# Linear sorting

All sorting utilizing the comparison model are lower bounded by $O(nlogn)$. The direct access arrays have $O(1)$ read and write times. Therefore by leveraging direct access arrays sorting can be performed in $O(n)$. 

The rest of notebook goes through the developement of a sorting algorithm (radix sort) that achieves $O(n)$ sorting performance. 

## Direct Access Sort

This data structure requires unique keys. It instantiates a direct access array of length $u$. Where is the max range of values of the keys can take. The keys are taken from the set $[0,u]$. 

Fist a direct access array of length $u$ needs to be instantiated costing $O(u)$.

Secondly, the items need to be inserted into the direct access array. Each insert operation run in constant time resulting in a total cost of $O(n)$ to insert all items.

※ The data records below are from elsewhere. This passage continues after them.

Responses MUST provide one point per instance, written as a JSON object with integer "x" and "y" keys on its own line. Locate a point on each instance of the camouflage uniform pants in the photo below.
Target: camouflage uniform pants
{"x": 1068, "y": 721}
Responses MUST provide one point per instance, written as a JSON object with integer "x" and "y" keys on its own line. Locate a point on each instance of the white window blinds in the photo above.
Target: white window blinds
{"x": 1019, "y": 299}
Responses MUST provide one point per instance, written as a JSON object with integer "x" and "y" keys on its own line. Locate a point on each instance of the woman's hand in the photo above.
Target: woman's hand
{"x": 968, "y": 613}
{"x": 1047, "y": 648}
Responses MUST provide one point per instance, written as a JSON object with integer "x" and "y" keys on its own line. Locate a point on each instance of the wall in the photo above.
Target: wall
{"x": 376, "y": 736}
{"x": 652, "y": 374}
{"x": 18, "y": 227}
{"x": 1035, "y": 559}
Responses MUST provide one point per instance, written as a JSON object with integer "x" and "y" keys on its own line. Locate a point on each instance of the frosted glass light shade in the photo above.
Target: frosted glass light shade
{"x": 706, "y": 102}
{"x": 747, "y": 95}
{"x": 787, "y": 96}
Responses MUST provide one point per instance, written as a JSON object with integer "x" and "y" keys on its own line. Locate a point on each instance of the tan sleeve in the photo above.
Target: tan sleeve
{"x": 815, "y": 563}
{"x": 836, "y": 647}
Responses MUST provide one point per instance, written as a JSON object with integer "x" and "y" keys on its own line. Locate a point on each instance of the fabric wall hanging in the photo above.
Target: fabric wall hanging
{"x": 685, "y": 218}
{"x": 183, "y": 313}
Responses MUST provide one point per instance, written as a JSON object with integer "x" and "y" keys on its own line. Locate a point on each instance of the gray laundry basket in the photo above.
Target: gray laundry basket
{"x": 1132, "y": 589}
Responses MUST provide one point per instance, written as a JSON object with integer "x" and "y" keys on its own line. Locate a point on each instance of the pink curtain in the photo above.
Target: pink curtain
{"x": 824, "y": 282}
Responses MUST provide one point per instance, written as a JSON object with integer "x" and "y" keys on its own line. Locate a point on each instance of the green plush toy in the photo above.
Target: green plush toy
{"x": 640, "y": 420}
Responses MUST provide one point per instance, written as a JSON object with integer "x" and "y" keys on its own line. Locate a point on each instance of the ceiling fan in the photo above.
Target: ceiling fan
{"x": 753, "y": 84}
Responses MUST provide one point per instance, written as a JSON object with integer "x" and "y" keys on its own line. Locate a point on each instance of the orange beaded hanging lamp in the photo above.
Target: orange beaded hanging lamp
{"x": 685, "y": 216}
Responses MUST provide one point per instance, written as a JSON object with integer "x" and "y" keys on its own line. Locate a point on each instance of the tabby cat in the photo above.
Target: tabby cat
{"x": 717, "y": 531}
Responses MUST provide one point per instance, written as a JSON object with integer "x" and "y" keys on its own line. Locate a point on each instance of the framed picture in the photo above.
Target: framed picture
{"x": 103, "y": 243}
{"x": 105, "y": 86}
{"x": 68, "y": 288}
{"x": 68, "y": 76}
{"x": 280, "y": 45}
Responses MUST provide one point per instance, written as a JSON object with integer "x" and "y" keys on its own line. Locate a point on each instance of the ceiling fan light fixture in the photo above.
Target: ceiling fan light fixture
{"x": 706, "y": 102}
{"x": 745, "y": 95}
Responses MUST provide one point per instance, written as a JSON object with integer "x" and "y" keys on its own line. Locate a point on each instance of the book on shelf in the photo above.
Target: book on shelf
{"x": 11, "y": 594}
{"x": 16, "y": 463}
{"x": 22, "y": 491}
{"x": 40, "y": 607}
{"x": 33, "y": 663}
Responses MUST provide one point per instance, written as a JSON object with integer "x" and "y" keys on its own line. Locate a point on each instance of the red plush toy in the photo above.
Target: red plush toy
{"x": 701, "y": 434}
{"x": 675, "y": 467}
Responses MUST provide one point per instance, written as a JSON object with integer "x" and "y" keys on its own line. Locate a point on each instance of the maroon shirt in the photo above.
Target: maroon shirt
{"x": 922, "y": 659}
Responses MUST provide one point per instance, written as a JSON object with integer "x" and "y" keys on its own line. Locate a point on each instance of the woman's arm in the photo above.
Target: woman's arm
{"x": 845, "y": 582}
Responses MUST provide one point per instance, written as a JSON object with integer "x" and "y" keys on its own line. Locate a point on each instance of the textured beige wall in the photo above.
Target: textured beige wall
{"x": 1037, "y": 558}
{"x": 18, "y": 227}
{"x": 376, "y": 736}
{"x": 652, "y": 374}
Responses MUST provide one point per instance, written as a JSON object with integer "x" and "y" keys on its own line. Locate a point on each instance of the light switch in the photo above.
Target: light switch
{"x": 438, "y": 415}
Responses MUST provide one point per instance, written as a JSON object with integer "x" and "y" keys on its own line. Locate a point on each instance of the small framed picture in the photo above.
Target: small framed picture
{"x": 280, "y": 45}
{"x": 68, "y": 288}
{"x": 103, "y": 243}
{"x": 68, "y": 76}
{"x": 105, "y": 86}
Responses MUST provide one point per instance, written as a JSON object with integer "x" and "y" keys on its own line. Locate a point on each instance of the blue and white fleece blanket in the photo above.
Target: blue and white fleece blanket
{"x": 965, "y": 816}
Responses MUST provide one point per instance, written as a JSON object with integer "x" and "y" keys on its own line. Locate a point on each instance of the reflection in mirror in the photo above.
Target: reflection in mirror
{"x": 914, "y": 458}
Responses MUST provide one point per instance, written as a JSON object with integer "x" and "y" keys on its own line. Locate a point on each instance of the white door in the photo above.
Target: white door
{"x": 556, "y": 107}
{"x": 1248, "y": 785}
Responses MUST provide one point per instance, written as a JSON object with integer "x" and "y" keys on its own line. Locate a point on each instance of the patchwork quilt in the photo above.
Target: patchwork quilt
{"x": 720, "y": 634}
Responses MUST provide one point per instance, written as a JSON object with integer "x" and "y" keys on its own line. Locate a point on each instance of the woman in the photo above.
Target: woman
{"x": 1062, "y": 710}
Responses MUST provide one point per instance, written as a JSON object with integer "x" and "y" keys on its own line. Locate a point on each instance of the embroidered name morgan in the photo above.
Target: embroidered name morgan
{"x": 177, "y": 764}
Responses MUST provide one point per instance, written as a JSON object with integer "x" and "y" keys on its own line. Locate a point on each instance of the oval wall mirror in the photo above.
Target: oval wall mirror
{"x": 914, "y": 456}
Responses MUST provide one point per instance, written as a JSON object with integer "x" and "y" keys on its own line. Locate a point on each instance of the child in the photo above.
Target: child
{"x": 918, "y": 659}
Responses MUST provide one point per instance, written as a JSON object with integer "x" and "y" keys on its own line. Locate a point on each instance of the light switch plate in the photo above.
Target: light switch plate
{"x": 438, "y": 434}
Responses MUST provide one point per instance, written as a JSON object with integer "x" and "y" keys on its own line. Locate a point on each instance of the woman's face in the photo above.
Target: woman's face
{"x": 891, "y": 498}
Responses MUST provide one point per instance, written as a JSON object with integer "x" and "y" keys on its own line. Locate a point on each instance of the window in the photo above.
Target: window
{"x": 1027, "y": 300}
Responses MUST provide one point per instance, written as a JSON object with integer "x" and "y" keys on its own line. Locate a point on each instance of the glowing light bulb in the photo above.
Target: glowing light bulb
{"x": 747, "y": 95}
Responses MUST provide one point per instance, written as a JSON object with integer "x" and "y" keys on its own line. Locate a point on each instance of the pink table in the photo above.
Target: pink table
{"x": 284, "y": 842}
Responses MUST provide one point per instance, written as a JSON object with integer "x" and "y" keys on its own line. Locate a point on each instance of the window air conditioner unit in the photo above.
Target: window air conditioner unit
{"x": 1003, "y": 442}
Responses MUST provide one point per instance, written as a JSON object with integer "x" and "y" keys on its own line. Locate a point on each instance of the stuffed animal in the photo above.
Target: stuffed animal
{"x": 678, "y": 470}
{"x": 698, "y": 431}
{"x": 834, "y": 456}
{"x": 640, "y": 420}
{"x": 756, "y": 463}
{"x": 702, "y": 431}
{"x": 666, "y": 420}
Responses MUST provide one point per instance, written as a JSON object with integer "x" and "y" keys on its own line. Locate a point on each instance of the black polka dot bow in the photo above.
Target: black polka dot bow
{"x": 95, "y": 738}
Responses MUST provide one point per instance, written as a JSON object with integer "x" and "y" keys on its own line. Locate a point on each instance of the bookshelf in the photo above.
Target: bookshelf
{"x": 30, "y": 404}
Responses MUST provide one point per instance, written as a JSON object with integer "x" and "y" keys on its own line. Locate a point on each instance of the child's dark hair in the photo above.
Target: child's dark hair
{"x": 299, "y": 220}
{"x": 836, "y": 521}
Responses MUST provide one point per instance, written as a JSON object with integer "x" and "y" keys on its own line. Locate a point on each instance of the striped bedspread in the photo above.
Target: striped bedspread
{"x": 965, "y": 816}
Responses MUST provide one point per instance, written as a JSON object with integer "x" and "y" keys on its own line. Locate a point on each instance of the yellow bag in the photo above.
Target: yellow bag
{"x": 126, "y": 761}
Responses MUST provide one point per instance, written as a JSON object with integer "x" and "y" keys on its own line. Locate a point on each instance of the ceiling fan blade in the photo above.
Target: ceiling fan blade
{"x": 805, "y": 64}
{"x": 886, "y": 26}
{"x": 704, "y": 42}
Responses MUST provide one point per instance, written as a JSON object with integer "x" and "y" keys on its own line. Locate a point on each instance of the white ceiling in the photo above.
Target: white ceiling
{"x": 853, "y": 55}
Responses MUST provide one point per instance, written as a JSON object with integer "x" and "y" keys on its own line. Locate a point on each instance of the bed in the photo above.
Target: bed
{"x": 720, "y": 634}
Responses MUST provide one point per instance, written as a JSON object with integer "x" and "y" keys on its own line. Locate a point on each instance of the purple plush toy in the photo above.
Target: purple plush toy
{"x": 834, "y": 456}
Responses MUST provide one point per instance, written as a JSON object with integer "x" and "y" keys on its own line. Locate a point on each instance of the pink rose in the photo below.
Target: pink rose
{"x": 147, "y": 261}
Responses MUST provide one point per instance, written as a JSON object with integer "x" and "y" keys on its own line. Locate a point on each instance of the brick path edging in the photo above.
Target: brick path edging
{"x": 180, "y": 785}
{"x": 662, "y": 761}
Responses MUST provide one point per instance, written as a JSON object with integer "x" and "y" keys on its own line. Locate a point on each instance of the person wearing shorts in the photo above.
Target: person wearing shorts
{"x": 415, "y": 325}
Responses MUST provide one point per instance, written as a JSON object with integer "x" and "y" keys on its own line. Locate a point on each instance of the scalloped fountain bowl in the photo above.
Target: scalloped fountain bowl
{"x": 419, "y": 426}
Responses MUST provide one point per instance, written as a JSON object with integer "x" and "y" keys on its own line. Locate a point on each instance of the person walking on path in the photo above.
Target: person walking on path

Then the direct access array needs to be iterated through yeilding its stored value if present. This returns a sorted version of the list and runs in $O(u)$.

Cons:
- The issues with direct access array is that it assumes unique keys, otherwise collision exists for the direct access array. 
- Moreover it works well only when $u=O(n)$, otherwise sorting complexity is more than $O(n)$ 

In [1]:
# %load -s direct_access_sort modules/linear_sort.py
def direct_access_sort(A):
    u=1+max([a.key for a in A]) #O(n)
    D=[None]*u #O(u)
    for a in A: #O(n)
        D[a.key]=a
    i=0
    for d in D: #O(u)
        if d is not None:
            A[i]=d
            i+=1


In [2]:
a_key=[2,4,9,3,6,12]
A=[type('Node', (object,), {'key': key}) for key in a_key]
print([a.key for a in A])
direct_access_sort(A)
print([a.key for a in A])

[2, 4, 9, 3, 6, 12]
[2, 3, 4, 6, 9, 12]


## Counting Sort 

Conting sort solves the issue of not being able to sort lists with duplicate keys. To do so at each index in the direct access array another data structure is used to store the keys. This would help in the event of collisions arising from duplicate keys. For radix sort it is important that the order of the duplicate keys is the same for the output from sorting as it is for the input (i.e stable sorting). To do so a sequence data structure needs to be used at each index of the direct access array. In the implementation below a python list is used to do so. 

The rest of the operations involved in the sorting is the same as the direct access array. 

In [3]:
# %load -s counting_sort modules/linear_sort.py
def counting_sort(A):
    u=1+max([a.key for a in A]) #0(n)
    D=[[] for _ in range(u)] #O(u)
    for a in A: #O(n)
        D[a.key].append(a)

    i=0
    for chain in D: #O(u)
        for x in chain:
            A[i]=x
            i+=1


In [4]:
a_key=[2,4,9,3,9,6,12]
A=[type('Node', (object,), {'key': key}) for key in a_key]
print([a.key for a in A])
counting_sort(A)
print([a.key for a in A])

[2, 4, 9, 3, 9, 6, 12]
[2, 3, 4, 6, 9, 9, 12]


## Radix Sort
The only con that exist from direct access sort mentioned above is the fact that the sorting is $O(u)$. In which $O(u)$ can be worser than $O(nlogn)$ if the space of keys is large, causing preference to the usage of merge sort instead. However, radix sorts exists to allow for a wider range of the key space $u$ while still maintaing a $O(n)$ time sorting algorithm. It does so by performing tuple sort with the counting sort algorithm. 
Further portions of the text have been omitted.